To demonstrate the wide applicability of highly deformable handheld displays, we next present an application for children that leverages deformation as a simple and intuitive means for animating paper characters in an interactive picture. By deforming the display and moving it in space (Fig. 1c and 6a), the creature becomes animated. High-resolution deformation allows very individualized and varied animation patterns. Once animated, the creature is released into the virtual world of the animated picture (Fig. 6 b). For example, fish may move with different speeds and move their fins.
A sea star may lift some of its tentacles. A sea worm may creep on the ground. A flatfish may meander with sophisticated wave-form movements and seaweed may slowly bend in the water. Such rich deformation capabilities can be easily combined with concepts from previous research on animating paper cut-outs  that address skeleton animation, eye movement, and scene lighting. Also 3D models could get animated by incorporating as-rigid-as-possible deformation . It is worth noting that our concept can be readily deployed with standard hardware.
A logical extension of Flexpad is touch input. With respect to this question, future work should address several challenges. Technically, this involves developing solutions for Kinect sensors to detect touch input reliably on real-time deformable surfaces. On a conceptual level and building on Dijkstra et al.’s recent work , this also involves an understanding of where users hold the display and where they deform it. This is required to identify areas that are reachable for touch input and to inform techniques that differentiate between touches stemming from desired touch input and false positives that result from the user touching the display while deforming it.

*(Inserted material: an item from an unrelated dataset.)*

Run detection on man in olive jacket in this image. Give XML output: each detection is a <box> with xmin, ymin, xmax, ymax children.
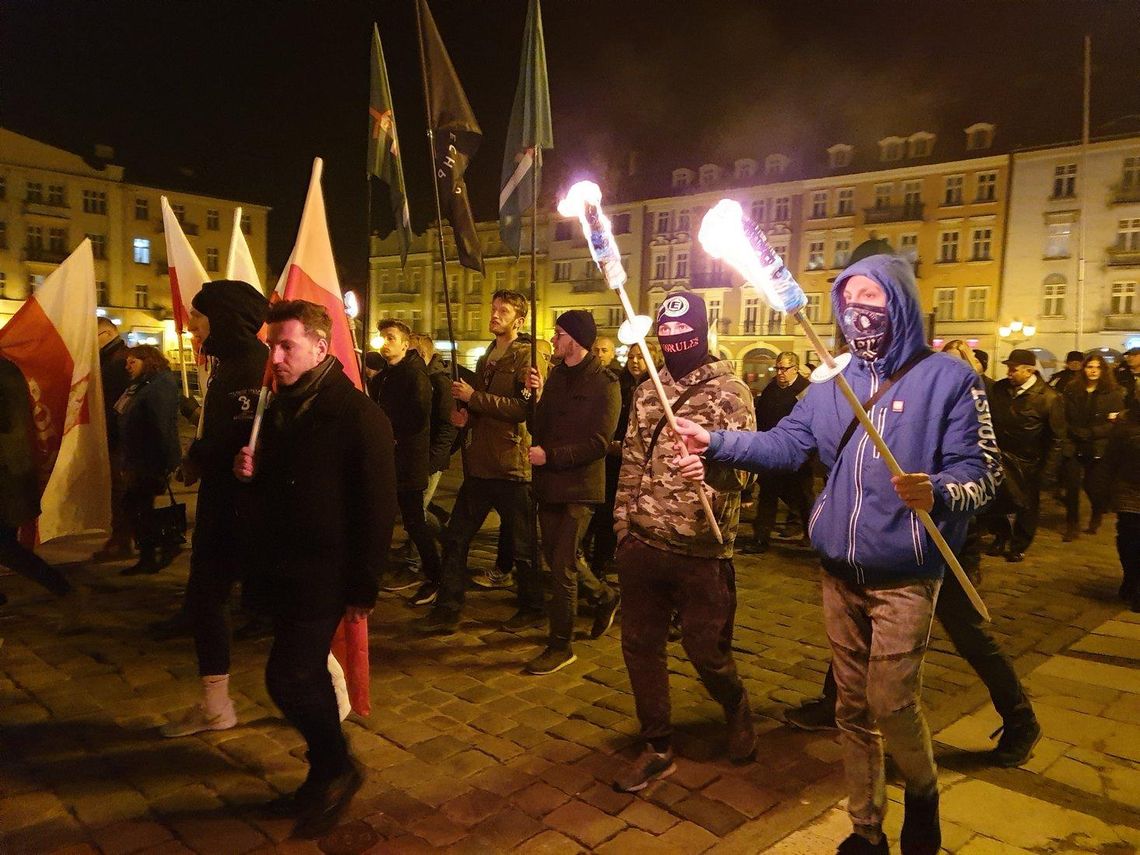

An informal analysis from our study data showed that users made single deformations almost exclusively by touching the display close to the edges and on its backside. This also held true for dual deformations with the fully flexible display material. This suggests that touches in the center area of the display can be reliably interpreted as desired touch input. In contrast, the participants touched all over the display for dual deformations with the shape-retaining material. A simple spatial differentiation is not sufficient in this case; more advanced techniques need to be developed, for instance based on the shape of the touch point or on the normal force involved.